It’s not Back to the Future day any more, but the future is still coming whether you like it or not so you can either hide away from it like a coward, or read this article and prepare yourself for what’s to come. You’re not a coward are you?
Last time, we had a look at current developments in the field of machine learning and AI, focussing on how Google, Microsoft and Apple have been using the technology in their flagship products. This time around, we’re going to look in a bit more depth at the theory surrounding it all, and explain how it all applies to the future of online search.
Apple’s second acquisition is another start-up called VocalIQ, self-described as “the world’s first self-learning dialogue API – putting real, natural conversation between people and their machines.”
Siri has previously been criticised for being a bit too formulaic, and (relatively) simplistic. But with VocalIQ on board, this is set to change.
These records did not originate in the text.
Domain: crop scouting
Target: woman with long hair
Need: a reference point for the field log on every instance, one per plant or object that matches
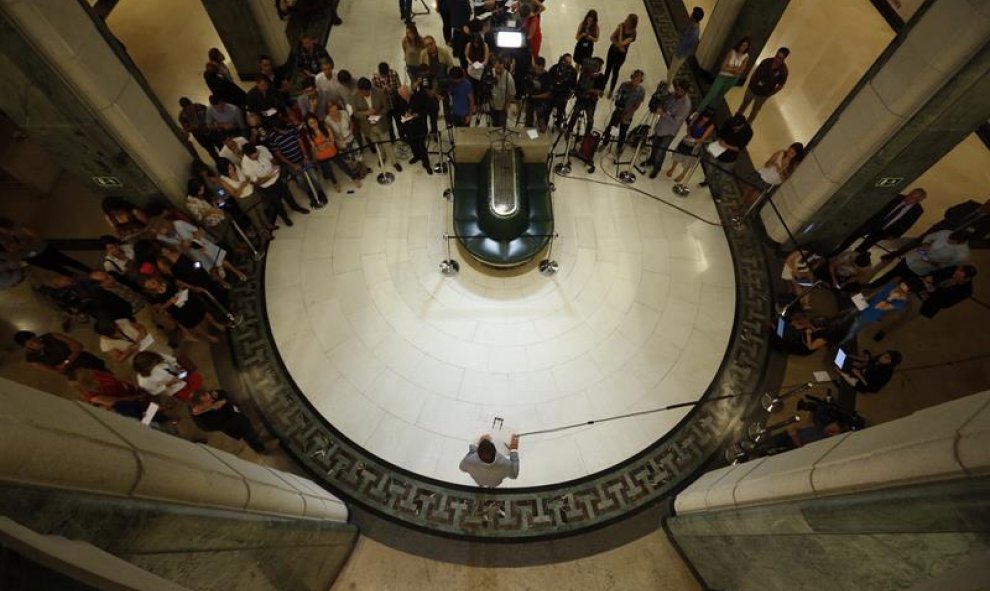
(732, 68)
(621, 39)
(587, 36)
(412, 47)
(325, 151)
(775, 171)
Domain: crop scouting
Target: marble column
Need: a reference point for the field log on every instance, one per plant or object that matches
(244, 35)
(69, 88)
(925, 94)
(717, 29)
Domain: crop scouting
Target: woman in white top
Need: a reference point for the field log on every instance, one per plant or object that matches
(193, 242)
(732, 68)
(240, 188)
(775, 171)
(122, 339)
(159, 374)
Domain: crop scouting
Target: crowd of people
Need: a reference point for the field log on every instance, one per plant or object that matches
(307, 122)
(880, 282)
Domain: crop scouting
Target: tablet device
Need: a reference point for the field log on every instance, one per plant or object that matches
(840, 358)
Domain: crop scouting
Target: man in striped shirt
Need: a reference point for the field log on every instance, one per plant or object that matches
(290, 151)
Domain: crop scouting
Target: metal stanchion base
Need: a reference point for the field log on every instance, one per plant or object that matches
(627, 176)
(449, 267)
(233, 321)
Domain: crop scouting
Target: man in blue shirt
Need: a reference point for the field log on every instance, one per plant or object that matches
(686, 43)
(461, 98)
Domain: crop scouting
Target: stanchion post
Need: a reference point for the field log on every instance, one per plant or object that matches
(384, 177)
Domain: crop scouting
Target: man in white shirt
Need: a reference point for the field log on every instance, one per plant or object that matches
(326, 82)
(233, 149)
(259, 166)
(487, 466)
(938, 250)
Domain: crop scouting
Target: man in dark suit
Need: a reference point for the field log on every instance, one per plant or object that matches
(971, 216)
(893, 220)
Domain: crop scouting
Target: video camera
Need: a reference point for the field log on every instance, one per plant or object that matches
(825, 411)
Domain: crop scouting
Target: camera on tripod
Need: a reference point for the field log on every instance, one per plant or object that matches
(825, 411)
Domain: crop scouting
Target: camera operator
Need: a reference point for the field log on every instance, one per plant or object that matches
(416, 108)
(503, 92)
(563, 78)
(461, 99)
(627, 101)
(590, 87)
(538, 96)
(425, 81)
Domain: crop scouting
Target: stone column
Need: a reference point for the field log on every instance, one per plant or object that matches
(68, 88)
(245, 36)
(717, 28)
(734, 19)
(927, 93)
(272, 29)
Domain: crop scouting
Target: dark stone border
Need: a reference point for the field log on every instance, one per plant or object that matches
(523, 514)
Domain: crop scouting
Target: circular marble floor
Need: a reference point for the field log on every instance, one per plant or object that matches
(412, 365)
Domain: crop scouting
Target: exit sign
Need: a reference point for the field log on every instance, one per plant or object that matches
(890, 181)
(107, 181)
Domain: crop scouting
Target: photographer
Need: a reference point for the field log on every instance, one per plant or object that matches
(503, 93)
(627, 101)
(425, 82)
(413, 121)
(563, 78)
(590, 87)
(539, 96)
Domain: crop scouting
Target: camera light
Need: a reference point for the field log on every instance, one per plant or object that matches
(509, 39)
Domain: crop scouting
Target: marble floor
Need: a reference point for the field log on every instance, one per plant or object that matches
(413, 365)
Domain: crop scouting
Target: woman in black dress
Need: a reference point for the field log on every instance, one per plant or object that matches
(587, 36)
(185, 306)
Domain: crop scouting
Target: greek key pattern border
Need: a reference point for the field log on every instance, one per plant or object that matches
(527, 513)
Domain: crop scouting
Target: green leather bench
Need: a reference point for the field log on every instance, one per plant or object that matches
(503, 214)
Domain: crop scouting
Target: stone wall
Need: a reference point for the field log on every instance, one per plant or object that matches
(188, 513)
(894, 505)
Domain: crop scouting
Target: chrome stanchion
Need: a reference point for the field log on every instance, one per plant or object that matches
(683, 189)
(549, 266)
(628, 176)
(233, 320)
(384, 177)
(752, 209)
(449, 267)
(255, 253)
Self-learning is the key here.
This is the kind of advancement that we mentioned Amit Singhal describing (in Part 1) when he spoke of the need for “computer-based personalities” that are “very sensitive to human interaction”.
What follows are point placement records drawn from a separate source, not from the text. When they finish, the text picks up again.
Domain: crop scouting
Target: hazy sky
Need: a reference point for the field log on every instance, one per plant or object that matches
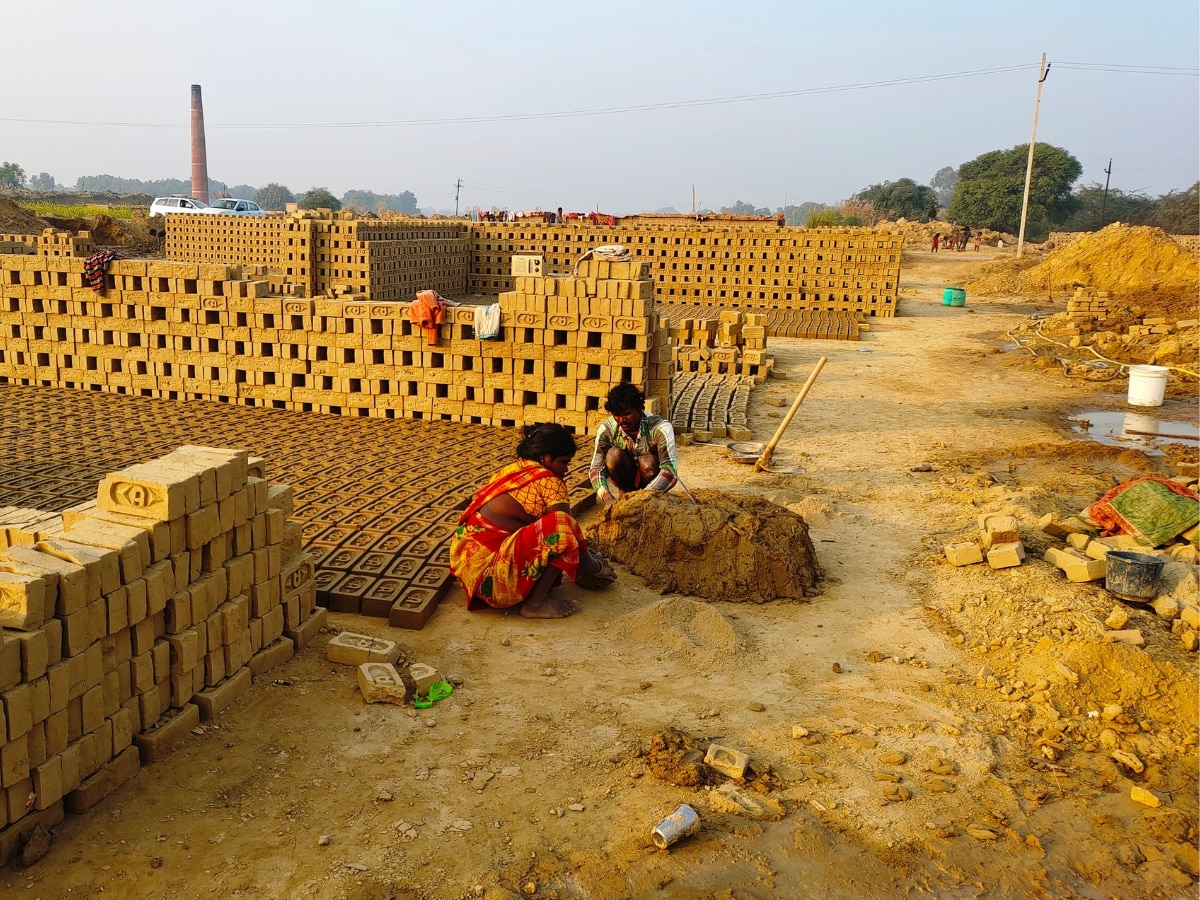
(71, 71)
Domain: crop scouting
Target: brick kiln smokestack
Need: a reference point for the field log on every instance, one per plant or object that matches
(199, 156)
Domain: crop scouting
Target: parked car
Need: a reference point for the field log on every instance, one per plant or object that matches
(233, 207)
(162, 205)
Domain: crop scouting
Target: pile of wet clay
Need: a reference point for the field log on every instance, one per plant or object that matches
(724, 546)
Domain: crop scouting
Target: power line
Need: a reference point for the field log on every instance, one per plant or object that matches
(561, 114)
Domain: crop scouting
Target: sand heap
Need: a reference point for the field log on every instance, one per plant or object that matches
(727, 547)
(1128, 261)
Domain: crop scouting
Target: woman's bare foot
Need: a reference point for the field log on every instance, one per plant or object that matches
(547, 607)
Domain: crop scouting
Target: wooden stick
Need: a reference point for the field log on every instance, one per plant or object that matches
(765, 460)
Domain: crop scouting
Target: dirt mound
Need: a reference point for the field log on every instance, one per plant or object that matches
(727, 547)
(1128, 261)
(681, 629)
(17, 220)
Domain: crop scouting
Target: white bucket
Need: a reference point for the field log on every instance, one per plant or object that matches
(1147, 384)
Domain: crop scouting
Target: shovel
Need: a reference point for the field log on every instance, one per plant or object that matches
(763, 463)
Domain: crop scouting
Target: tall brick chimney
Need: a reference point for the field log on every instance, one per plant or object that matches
(199, 156)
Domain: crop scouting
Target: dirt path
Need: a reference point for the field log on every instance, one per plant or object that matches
(532, 779)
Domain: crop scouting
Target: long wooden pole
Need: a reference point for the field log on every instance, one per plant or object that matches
(765, 460)
(1043, 70)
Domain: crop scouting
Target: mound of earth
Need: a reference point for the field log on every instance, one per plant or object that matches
(18, 220)
(1128, 261)
(725, 546)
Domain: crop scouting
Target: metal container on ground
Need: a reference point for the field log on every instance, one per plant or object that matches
(1132, 575)
(681, 823)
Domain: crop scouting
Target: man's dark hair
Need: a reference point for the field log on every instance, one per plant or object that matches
(625, 397)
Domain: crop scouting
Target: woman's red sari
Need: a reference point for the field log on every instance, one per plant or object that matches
(499, 568)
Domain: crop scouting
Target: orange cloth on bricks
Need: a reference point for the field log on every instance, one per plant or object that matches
(499, 568)
(429, 311)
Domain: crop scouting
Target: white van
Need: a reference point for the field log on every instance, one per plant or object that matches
(162, 205)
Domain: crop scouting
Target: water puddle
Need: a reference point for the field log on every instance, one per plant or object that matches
(1128, 429)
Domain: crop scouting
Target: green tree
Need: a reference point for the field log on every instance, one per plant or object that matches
(900, 199)
(12, 177)
(823, 219)
(1119, 207)
(319, 198)
(274, 196)
(42, 181)
(990, 189)
(1179, 211)
(943, 184)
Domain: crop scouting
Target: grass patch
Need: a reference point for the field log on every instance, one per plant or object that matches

It is at this point that we should probably ask ourselves how noble an aim this actually is; ancient myths and sci-fi stories alike are filled with warnings about what might happen should we reach just that little bit too far – just ask Icarus, or Will Smith. Of course, warnings like this are a little over dramatic – a highly sophisticated talking digital assistant isn’t quite the Terminator, but there is nonetheless something to be said for caution here.
But mild caution aside, this technology is still incredibly exciting and has the potential for boundless use, so let’s continue.
Now, to go a bit further into this idea of self-learning programs, let’s enter the complex and twisted rabbit hole of deep learning.
Hold on to your pocket watch…
(Quick disclaimer here: my own understanding of deep learning and machine learning generally is limited. As such I’m going to stick to the basic ideas behind the theory, which should be enough for now)
The more basic forms of artificial intelligence rely on humans to manually input various different kinds of instructions that might mean the same thing. This is easiest to understand in terms of speech recognition like we have with Siri. A basic example would be programming various voice commands like “call John”, “phone John” and “talk to John” all leading to the same function – basically a complicated flow chart. This is a simplified explanation of what is known as entirely supervised learning. Deep learning aims to generate similar results without supervision.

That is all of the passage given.